Peki kolay mı reformların başarılı olması? Kolay değil elbette. İmkansız da değil ama zor. Şeriatla yönetilen bir ülke olarak ekonomik özgürlüğün de faiz ekonomisinin de ülkede uygulanabilirliği yok. Toplumun kültürel normlarında ciddi bir değişiklik şart yani. Ancak Veliaht Prens, zorlukların farkında, bu nedenle de “üstten, jakoben tarzda bir reform” dayatıyor topluma.
Bunları yaparken son derece tartışmalı, hatta korkunç uygulamalara da imza atıyor MbS. Kaşıkçı cinayeti ya da 2015’te Yemen iç savaşına, savaşı daha da kötüleştirecek müdahalesi, Lübnan Başbakanı Saad Al-Harari'yi bir ziyaretinde Riyad’da rehin alması gibi uygulamalara yani.

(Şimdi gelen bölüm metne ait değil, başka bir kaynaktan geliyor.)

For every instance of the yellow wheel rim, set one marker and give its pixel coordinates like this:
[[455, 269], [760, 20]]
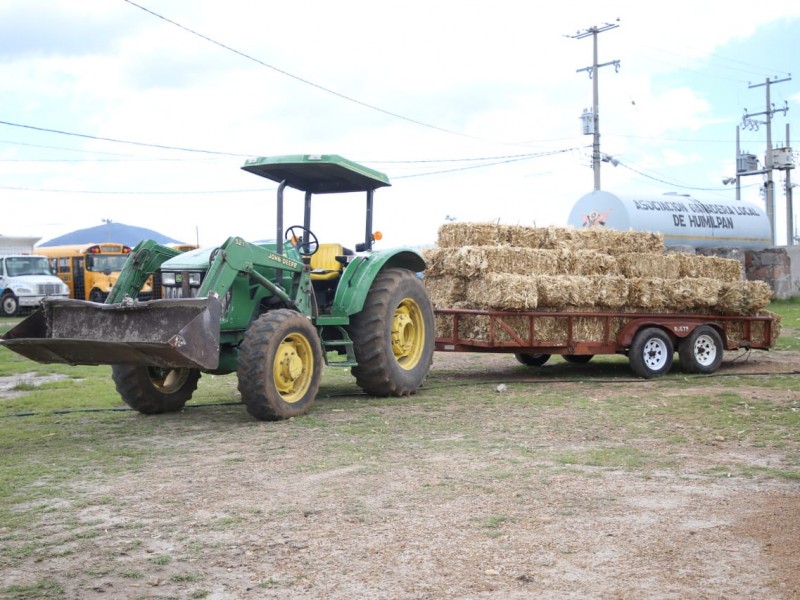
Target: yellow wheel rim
[[293, 367], [408, 334]]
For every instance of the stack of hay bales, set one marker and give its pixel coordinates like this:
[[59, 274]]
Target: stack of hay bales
[[551, 269]]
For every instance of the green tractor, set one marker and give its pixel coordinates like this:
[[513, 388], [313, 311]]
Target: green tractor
[[273, 312]]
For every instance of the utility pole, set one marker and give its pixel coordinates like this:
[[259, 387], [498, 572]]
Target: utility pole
[[748, 122], [594, 76], [789, 207]]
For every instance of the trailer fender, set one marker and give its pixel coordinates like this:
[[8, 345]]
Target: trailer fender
[[361, 272], [676, 328]]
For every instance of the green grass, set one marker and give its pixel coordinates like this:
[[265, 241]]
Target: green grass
[[789, 310]]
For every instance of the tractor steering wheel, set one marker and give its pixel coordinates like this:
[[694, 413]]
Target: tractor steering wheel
[[306, 243]]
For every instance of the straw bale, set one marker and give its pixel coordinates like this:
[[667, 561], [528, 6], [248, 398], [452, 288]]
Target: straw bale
[[456, 235], [541, 238], [503, 291], [651, 265], [647, 293], [434, 261], [587, 262], [744, 297], [609, 241], [608, 291], [446, 291], [558, 292], [711, 267], [692, 294]]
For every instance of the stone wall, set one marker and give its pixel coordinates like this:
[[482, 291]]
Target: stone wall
[[779, 267]]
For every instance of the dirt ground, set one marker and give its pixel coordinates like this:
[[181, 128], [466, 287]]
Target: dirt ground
[[256, 510]]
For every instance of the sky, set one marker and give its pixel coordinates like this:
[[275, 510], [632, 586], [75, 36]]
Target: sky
[[143, 112]]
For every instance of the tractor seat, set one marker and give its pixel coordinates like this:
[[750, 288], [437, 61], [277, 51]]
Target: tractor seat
[[324, 265]]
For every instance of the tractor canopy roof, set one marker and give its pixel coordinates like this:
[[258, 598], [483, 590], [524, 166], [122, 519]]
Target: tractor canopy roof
[[317, 173]]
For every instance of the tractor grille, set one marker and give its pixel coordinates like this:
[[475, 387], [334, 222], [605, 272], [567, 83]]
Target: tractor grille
[[171, 292]]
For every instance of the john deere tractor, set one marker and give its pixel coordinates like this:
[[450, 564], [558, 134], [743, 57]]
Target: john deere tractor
[[273, 312]]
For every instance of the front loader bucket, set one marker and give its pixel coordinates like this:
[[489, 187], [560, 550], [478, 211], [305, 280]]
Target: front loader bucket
[[161, 333]]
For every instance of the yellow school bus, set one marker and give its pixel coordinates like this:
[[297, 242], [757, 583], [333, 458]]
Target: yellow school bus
[[90, 270]]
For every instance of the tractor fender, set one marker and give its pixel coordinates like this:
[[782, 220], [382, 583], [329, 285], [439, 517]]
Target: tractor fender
[[361, 272]]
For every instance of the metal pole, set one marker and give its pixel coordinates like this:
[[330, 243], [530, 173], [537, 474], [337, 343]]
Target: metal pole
[[789, 207], [596, 110], [738, 177], [768, 166]]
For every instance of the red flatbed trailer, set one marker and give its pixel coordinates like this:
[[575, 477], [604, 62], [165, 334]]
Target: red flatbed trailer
[[648, 339]]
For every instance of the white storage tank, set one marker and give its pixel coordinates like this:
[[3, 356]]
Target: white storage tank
[[683, 220]]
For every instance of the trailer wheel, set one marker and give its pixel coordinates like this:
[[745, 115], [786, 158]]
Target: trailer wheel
[[280, 365], [393, 335], [701, 351], [10, 305], [578, 358], [651, 353], [155, 390], [532, 360]]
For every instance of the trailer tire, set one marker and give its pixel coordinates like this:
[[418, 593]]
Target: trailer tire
[[651, 353], [579, 359], [155, 390], [701, 351], [393, 335], [10, 305], [531, 360], [280, 365]]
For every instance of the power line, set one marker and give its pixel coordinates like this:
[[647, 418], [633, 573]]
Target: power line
[[118, 141]]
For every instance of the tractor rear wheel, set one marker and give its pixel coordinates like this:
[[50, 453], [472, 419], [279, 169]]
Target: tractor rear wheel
[[155, 390], [280, 365], [393, 335]]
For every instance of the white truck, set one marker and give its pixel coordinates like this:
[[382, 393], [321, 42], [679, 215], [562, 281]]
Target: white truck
[[25, 278]]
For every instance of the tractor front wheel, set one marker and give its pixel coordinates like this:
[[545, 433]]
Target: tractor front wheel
[[280, 365], [155, 390], [393, 335]]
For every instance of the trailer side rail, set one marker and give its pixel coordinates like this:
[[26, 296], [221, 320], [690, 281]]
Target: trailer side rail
[[558, 332]]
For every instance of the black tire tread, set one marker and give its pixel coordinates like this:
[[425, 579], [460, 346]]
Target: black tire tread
[[255, 385], [137, 391], [378, 373]]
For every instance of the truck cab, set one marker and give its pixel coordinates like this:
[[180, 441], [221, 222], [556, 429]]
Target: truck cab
[[25, 280]]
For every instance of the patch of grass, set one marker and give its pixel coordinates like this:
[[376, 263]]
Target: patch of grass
[[789, 310], [185, 578], [611, 457], [133, 574], [42, 589]]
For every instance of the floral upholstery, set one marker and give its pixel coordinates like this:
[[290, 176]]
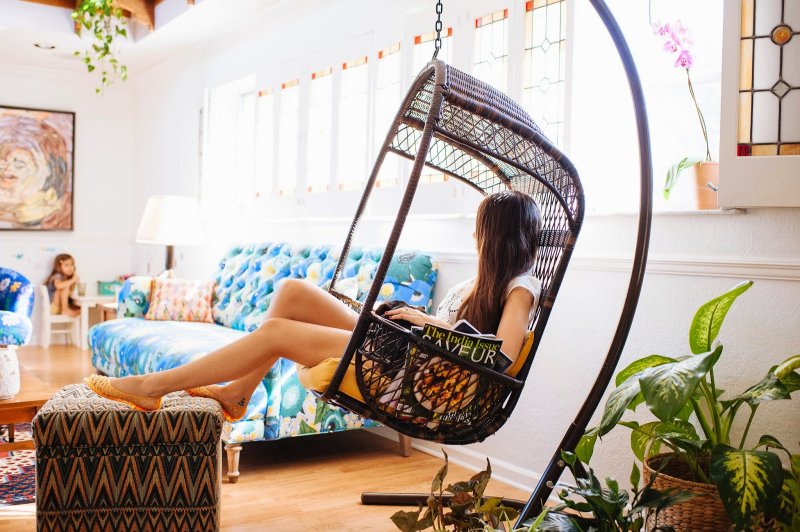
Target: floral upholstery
[[244, 284], [16, 306]]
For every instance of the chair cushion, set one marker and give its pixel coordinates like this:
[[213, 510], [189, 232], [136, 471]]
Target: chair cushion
[[15, 329], [180, 300]]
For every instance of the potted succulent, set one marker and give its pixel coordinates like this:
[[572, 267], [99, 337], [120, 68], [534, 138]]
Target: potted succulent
[[754, 487], [677, 42]]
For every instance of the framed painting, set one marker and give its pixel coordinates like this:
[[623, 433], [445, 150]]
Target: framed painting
[[36, 169]]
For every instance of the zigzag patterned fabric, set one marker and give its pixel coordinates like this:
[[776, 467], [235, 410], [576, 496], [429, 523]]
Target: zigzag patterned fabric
[[102, 466]]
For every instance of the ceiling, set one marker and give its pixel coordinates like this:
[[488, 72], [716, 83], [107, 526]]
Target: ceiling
[[178, 26]]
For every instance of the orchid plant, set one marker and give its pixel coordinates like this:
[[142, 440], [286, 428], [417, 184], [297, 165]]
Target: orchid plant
[[677, 42]]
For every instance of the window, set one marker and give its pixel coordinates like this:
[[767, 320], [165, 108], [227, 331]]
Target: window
[[760, 149], [388, 95], [227, 174], [265, 143], [544, 66], [288, 122], [491, 49], [353, 124], [320, 115]]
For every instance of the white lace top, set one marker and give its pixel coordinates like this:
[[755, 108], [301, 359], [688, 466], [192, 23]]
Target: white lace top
[[448, 307]]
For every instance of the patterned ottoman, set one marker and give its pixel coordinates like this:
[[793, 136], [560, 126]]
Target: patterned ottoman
[[102, 466]]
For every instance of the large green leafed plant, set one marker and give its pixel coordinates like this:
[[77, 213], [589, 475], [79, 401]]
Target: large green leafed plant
[[754, 485]]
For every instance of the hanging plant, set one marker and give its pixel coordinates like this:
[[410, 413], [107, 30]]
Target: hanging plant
[[106, 22]]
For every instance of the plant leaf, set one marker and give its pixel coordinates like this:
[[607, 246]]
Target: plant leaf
[[675, 171], [748, 481], [585, 447], [668, 387], [769, 389], [638, 366], [709, 317], [617, 402]]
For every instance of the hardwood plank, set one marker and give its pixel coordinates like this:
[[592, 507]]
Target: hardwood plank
[[304, 483]]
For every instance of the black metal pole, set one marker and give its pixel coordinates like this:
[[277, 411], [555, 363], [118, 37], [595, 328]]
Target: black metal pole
[[555, 467]]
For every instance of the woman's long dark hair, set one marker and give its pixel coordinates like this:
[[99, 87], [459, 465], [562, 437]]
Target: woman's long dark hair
[[507, 231]]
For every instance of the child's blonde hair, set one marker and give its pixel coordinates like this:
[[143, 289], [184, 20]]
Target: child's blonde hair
[[60, 259]]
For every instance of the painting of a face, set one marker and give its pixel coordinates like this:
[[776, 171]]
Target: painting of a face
[[36, 169]]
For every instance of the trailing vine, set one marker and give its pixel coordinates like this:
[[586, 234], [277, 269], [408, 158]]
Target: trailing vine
[[107, 23]]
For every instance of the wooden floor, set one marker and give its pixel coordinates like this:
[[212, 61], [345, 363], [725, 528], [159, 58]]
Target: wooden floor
[[305, 483]]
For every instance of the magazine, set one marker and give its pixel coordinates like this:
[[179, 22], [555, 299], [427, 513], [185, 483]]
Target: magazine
[[429, 387]]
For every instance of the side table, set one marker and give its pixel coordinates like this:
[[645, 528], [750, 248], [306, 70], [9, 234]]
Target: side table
[[21, 408], [85, 302]]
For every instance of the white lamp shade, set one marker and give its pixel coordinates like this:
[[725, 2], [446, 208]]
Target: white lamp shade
[[171, 221]]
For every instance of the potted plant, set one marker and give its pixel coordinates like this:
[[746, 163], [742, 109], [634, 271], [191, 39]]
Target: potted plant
[[676, 42], [602, 508], [105, 20], [753, 486]]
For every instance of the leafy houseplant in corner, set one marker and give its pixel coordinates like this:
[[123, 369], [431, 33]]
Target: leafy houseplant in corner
[[106, 23], [754, 487], [677, 41]]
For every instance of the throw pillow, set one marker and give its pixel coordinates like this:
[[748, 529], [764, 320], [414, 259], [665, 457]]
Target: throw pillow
[[180, 300]]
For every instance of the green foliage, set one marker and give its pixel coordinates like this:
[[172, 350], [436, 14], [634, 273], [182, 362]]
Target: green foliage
[[754, 487], [467, 510], [675, 171], [106, 23]]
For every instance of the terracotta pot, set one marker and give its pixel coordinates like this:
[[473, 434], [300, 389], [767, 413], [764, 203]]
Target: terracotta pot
[[706, 173], [702, 513]]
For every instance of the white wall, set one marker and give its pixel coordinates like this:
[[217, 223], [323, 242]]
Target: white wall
[[104, 178], [689, 252]]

Sadece bölgede değil tüm dünyada yaptıklarıyla dikkat çeken, Suudi Arabistan’ı ekonomik bir çekim merkezi yapacak olan 2030 Vizyonu ile de en azılı düşmanlarını bile (Biden gibi) ayağına getiren ya da kendisine “katil” diyen (Erdoğan gibi) liderlerce “dostlukla” karşılanan biri Muhammed bin Selman.
Dostluğunu, desteğini, parasını almak için “katil” diyenler bile “sevgiyle” karşılıyorlar ülkelerinde onu. Bir zamanlar ettiği hakaretleri unutanlar bu genç Prens’in müttefiki olmak için yarışıyorlar.
Bazılarının ki stratejik tabii. Bazıların ki ise “tamamen duygusal”.